Robocode was one of the iconic projects that I did back in a previous course ICS 413 which is detailed here. Once again I tackle the katas of Robot creation in order to create a competitive robot. Hopefully, this time around I can get hung up upon the intricacies of the Robocode API rather than Java primitives such as double…
Introduction to Robocode
Robocode, which was originally developed at IBM, is an open source tank-base fighting game. Although the Robocode API is available in both .Net and Java flavors, Java was the language of choice once more. The main challenge in Robocode is to create a custom robot which will battle to the death in an predefined arena. In order to access the inner workings of a Robocode robot, the Robot class or its child classes must be extended.
One of the more interesting aspects of the Robocode robots is the blocking versus non-blocking methods. When I read of blocking versus non-blocking, I immediately thought of Apache Tomcat’s HTTP connectors where a client-server connection can persist beyond a request. But in the case of Robocode, blocking commands ensure that a robot’s action must execute before proceeding to the next command while a non-blocking command means that a robot’s action waits until the execute method is called. Although this detail may not seem significant, non-blocking methods allows a robot to freely maneuver around the battle arena such as in arcs through turning and moving at the same time. For the upcoming competitive robot implementation, I am definitely sticking with AdvancedRobot to take advantage of the non-blocking methods.
My Experience with the Robocode Katas
I completed all 13 katas in a short amount of time. Honestly, most of my time was dedicated to composing and unit testing a trigonometry helper class. After that class was written, create robots to fulfill the katas boiled down to the order of which the Robocode methods were executed. Without JUnit to test my trigonometry, I probably would not have completed my robot’s as quickly as I had.
Although the assignment guidelines stated that we should create simple Robots, I could not conceive how to implement robot number 6, CircleTheWagonsRobot, as a simple Robot. On the other hand, writing an AdvancedRobot made so much sense with access to the non-blocking methods.
The other day in class, the discussion of class composition versus inheritance in regards to Robocode methods made me reevaluate the code I had written thus far. In the case of Robocode, it was easy to see that class composition is the best way of sharing a bunch of helper methods rather than inheritance. Let’s hope I can actively remember composition versus inheritance in the midst of developing software.

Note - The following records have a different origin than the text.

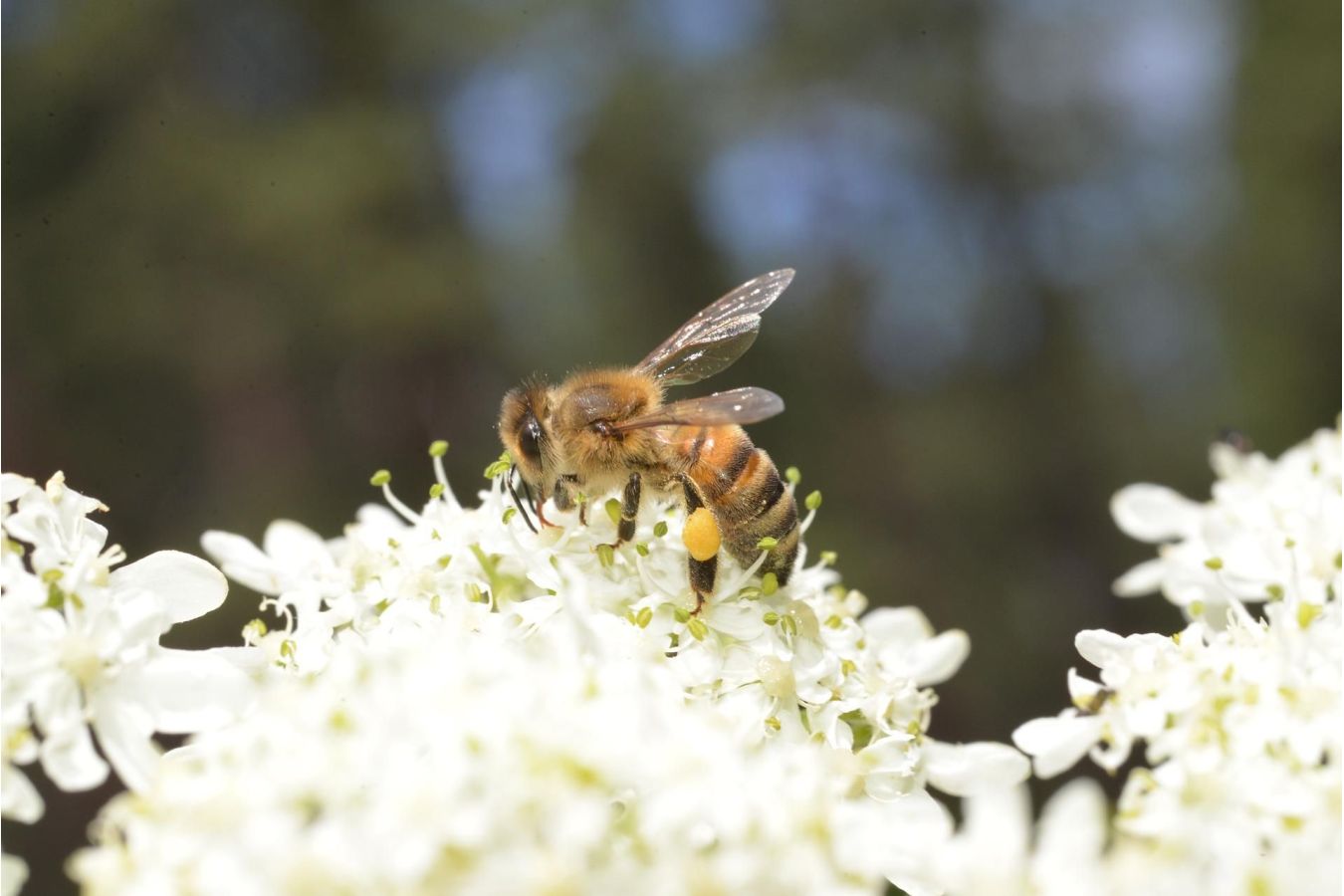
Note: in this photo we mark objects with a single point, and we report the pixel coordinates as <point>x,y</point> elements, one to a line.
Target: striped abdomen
<point>742,488</point>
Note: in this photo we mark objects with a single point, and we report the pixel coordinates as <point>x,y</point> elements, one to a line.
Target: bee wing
<point>749,404</point>
<point>718,335</point>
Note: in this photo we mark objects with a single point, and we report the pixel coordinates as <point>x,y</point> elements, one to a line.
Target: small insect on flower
<point>609,429</point>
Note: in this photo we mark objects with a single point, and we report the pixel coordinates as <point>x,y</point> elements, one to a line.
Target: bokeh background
<point>256,250</point>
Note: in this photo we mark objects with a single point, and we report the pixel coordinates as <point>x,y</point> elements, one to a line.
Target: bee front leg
<point>701,537</point>
<point>563,496</point>
<point>629,510</point>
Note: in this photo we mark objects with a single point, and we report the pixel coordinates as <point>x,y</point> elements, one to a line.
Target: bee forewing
<point>741,406</point>
<point>717,336</point>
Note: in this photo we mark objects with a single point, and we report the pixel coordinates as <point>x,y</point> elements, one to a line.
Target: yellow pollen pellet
<point>701,535</point>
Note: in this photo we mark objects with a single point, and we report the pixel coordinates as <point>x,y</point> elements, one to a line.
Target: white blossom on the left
<point>80,653</point>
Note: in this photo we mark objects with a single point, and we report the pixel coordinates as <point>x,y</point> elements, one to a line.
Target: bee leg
<point>564,496</point>
<point>541,518</point>
<point>701,571</point>
<point>629,510</point>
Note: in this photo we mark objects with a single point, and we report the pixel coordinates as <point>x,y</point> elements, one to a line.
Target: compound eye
<point>529,438</point>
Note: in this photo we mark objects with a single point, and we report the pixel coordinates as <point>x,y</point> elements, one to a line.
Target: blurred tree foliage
<point>254,251</point>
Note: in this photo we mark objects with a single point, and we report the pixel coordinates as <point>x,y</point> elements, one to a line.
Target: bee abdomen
<point>750,503</point>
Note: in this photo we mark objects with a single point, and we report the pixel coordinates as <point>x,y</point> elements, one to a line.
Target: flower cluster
<point>456,702</point>
<point>1239,715</point>
<point>448,754</point>
<point>80,653</point>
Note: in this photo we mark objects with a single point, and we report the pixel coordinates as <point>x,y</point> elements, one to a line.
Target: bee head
<point>523,416</point>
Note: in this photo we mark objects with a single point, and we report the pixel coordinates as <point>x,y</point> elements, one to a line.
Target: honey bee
<point>610,429</point>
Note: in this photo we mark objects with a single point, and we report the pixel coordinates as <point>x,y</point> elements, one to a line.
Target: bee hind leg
<point>702,542</point>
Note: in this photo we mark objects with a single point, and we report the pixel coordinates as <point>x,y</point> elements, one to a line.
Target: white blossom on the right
<point>1271,531</point>
<point>1238,714</point>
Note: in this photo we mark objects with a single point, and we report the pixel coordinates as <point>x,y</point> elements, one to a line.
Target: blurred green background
<point>1044,249</point>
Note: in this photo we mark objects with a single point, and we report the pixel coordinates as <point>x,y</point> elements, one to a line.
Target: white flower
<point>998,853</point>
<point>81,648</point>
<point>1238,716</point>
<point>794,662</point>
<point>454,702</point>
<point>1271,531</point>
<point>461,757</point>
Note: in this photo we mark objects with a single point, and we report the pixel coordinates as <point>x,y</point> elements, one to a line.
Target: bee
<point>611,429</point>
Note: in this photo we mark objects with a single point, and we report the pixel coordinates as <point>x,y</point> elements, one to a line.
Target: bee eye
<point>529,438</point>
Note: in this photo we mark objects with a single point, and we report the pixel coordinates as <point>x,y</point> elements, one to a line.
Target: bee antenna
<point>522,508</point>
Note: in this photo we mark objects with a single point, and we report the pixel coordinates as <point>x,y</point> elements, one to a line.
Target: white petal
<point>937,660</point>
<point>242,561</point>
<point>998,826</point>
<point>19,799</point>
<point>1083,692</point>
<point>1153,512</point>
<point>14,487</point>
<point>123,734</point>
<point>188,691</point>
<point>1070,838</point>
<point>1143,579</point>
<point>1058,743</point>
<point>70,761</point>
<point>14,873</point>
<point>1101,648</point>
<point>897,625</point>
<point>963,770</point>
<point>295,545</point>
<point>185,584</point>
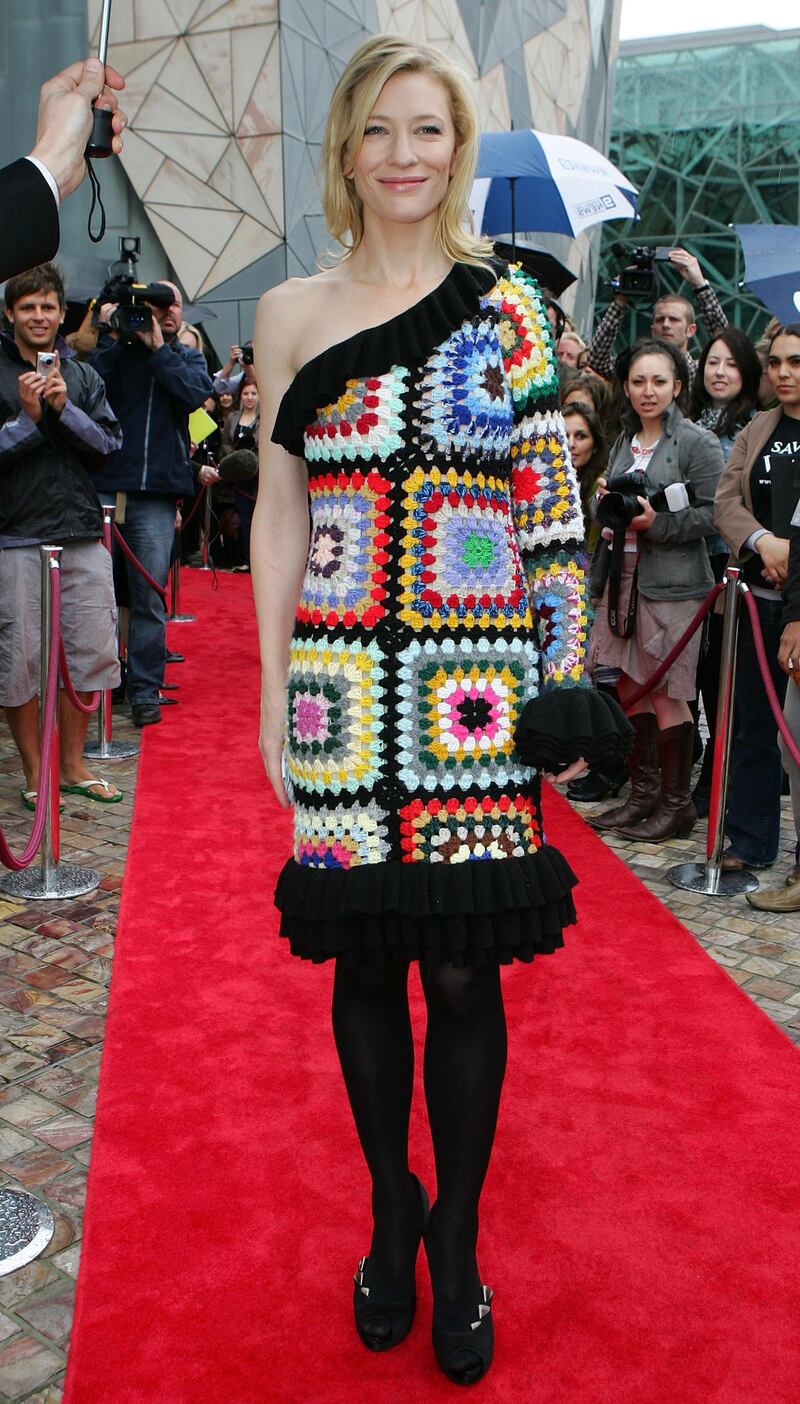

Looking back at my previous robot, it shined in massive battles because it stuck to one side of the battlefield and shot bullets in the opposite direction. Although effective at all out melees, one-on-one battles as it could not properly dodge bullets with its back to the wall.
Thinking upon my past experience, my goal is to create a robot that is able to fluidly dodge bullets. My robot will stick towards the outside of the battle field to enable me to track only the opposite side of the battle field but still allow the robot to maneuver away from the enemy.